Сев, она взглянула на лицо Марии Сергеевны и невольно вздрогнула: перед ней была совсем седая старуха. Черные глаза Марии Сергеевны потухли и были безумными. Надежду Михайловну охватила такая жалость, что она на минуту забыла о своем собственном горе. Слезы выступили на глазах старушки и она хотела обнять гостю, но та неожиданно отшатнулась и вскочила, почти оттолкнув Надежду Михайловну. Что-то дикое на мгновение вспыхнуло в мрачном взгляде гостьи. В следующее мгновение Мария Сергеевна зарыдала и упала перед Надеждой Михайловной на колени.

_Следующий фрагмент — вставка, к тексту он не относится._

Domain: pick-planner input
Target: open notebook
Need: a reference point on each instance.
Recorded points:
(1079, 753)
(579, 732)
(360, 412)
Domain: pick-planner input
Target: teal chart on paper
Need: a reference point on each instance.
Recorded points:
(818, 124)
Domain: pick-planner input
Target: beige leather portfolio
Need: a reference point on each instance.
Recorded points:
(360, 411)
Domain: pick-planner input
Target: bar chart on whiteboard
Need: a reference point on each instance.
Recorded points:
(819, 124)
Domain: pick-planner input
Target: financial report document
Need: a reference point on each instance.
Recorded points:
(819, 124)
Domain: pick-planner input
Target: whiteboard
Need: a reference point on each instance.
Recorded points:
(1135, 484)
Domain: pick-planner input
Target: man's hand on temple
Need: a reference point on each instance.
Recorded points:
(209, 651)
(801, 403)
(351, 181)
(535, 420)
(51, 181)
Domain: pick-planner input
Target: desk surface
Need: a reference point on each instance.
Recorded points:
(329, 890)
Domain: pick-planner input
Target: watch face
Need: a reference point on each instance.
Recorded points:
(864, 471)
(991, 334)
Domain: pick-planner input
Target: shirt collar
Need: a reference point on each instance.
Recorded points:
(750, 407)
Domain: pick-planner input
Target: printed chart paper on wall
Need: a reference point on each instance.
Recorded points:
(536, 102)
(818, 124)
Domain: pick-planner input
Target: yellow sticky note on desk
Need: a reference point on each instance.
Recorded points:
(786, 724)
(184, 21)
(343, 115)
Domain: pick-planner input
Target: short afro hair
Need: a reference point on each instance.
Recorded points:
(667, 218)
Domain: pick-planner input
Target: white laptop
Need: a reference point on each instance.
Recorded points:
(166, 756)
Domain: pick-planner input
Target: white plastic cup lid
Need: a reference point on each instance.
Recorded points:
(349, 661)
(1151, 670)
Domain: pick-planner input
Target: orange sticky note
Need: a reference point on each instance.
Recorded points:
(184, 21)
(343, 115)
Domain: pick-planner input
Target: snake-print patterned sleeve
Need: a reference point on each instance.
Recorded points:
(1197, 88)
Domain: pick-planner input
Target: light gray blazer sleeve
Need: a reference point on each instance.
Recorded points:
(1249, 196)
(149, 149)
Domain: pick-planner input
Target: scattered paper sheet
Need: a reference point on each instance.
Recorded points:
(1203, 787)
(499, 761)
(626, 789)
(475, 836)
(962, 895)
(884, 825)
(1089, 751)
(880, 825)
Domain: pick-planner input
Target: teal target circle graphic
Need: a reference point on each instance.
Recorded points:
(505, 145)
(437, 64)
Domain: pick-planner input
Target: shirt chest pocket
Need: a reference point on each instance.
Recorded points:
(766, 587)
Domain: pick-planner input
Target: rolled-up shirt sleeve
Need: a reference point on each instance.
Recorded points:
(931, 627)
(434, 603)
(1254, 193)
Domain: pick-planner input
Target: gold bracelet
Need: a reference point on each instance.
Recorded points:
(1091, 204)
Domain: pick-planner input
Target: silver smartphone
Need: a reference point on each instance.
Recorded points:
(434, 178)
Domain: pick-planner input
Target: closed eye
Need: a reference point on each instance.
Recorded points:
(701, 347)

— Это я… это я виновата! — прошептала она сквозь рыдания.
— В чем вы виноваты? — не поняла Надежда Михайловна.
Рыдания прекратились так же внезапно, как и начались. Надежда Михайловна увидела расширенные от ужаса глаза Марии Сергеевны и незнакомый, враждебный голос прошептал совсем близко:
— Это я их выдала, это я назвала фамилии… Они обещали освободить Митю, если я назову всех. Они меня обманули. О! — простонала она. — Я думала, что этим спасу Митю.
Надежда Михайловна от страха, волнения и горя перестала понимать, что кругом нее происходит. Мария Сергеевна встала, наклонилась к Надежде Михайловне, как для поцелуя, и деревянным, ничего не выражающим голосом произнесла:
— Я очень виновата, простите меня за это!
— Наденька, что с тобой? Наденька! — Алексей Сергеевич, совсем растерянный, сидел у постели, на которой без сознания лежала Надежда Михайловна. Наконец старушка открыла глаза.
— Где она? — спросила Надежда Михайловна слабым голосом.
— Слава Богу! — обрадовался Алексей Сергеевич, — слава Богу… а я то перепугался!
— Где она? — еще раз спросила Надежда Михайловна, совсем приходя в себя.
— Кто она? — удивился Алексей Сергеевич.
— Как кто? — Мария Сергеевна. Где Мария Сергеевна?
— Это тебе что-то показалось… у нас никого не было, — сказал Алексей Сергеевич. — Я, признаться, немного задремал на кресле, потом что-то, даже не знаю что, меня разбудило. Позвал тебя — никто не отвечает, зашел сюда, а ты лежишь…
— У меня только что была Мария Сергеевна… и знаешь, она сказала, что это она дала список знакомых Мити в ГПУ.
Алексей Сергеевич молчал, не зная что ответить.
— Так значит это из-за нее ты потеряла сознание, — наконец сказал он.
Надежда Михайловна заплакала.
— Знаешь что, Алеша, — она тоже несчастная, она уже после смерти мужа была не совсем нормальной. Господь с ней… может быть, и без нее наших всё равно посадили бы… Старушка зарыдала еще сильнее.
Алексей Сергеевич долго еще сидел около жены, гладил сухой рукой ее седую голову и приговаривал, сам время от времени всхлипывая: «Остались мы с тобой вдвоем, Наденька… но ничего, это ничего… я тебя люблю, как сорок лет назад, Наденька».